[Japanese]

JVNDB-2023-000029

Multiple vulnerabilities in Seiko Solutions SkyBridge MB-A100/A110/A200/A130 SkySpider MB-R210

Overview

SkyBridge MB-A100/A110/A200/A130 SkySpider MB-R210 provided by Seiko Solutions Inc. contain multiple vulnerabilities listed below.
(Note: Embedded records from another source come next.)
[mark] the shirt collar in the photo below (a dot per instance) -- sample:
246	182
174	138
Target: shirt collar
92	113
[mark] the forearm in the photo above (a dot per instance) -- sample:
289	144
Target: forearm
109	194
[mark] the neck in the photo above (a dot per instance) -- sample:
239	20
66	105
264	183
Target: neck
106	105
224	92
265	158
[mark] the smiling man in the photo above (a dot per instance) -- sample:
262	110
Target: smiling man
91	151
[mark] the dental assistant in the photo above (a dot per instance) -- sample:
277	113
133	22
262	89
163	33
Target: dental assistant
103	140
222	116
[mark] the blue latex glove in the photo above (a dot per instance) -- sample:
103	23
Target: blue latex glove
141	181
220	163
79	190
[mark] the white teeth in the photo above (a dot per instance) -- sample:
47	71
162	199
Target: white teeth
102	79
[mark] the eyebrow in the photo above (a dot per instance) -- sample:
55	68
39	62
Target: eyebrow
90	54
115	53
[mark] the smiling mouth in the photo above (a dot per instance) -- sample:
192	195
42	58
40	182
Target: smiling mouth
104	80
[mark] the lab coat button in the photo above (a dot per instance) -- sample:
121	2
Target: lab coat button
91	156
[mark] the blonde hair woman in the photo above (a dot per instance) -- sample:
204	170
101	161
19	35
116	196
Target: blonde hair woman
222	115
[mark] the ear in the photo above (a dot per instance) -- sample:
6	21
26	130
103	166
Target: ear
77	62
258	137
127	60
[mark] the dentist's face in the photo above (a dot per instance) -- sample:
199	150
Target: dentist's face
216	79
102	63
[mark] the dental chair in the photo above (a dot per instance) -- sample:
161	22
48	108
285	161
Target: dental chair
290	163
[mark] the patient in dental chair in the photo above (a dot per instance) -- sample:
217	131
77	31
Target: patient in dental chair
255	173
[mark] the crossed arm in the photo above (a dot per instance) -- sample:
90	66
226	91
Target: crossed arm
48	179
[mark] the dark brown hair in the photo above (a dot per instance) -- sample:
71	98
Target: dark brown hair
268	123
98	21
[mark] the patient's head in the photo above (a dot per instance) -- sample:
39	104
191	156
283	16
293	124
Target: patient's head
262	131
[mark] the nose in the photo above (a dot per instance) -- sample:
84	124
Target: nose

  • Exposure of sensitive information to an unauthorized actor (CWE-200) - CVE-2016-2183
  • Command injection (CWE-77) - CVE-2022-36556
  • Unrestricted upload of file with dangerous type (CWE-434) - CVE-2022-36557
  • Use of hard-coded credentials (CWE-798) - CVE-2022-36558
  • Command injection (CWE-77) - CVE-2022-36559
  • Use of hard-coded credentials (CWE-798) - CVE-2022-36560
  • Improper privilege management (CWE-269) - CVE-2023-22361
  • Missing authentication for critical function (CWE-306) - CVE-2023-22441
  • Improper access control (CWE-284) - CVE-2023-23578
  • Improper following of a certificate's chain of trust (CWE-296) - CVE-2023-23901
  • Missing authentication for critical function (CWE-306) - CVE-2023-23906
  • Cleartext storage of sensitive information (CWE-312) - CVE-2023-24586
  • Cleartext transmission of sensitive information (CWE-319) - CVE-2023-25070
  • Use of weak credentials (CWE-1391) - CVE-2023-25072
  • Use of weak credentials (CWE-1391) - CVE-2023-25184

The developer states that attacks exploiting CVE-2022-36556 have been observed.


CVE-2023-22441
MASAHIRO IIDA of LAC Co., Ltd. reported this vulnerability to IPA.
JPCERT/CC coordinated with the developer under Information Security Early Warning Partnership.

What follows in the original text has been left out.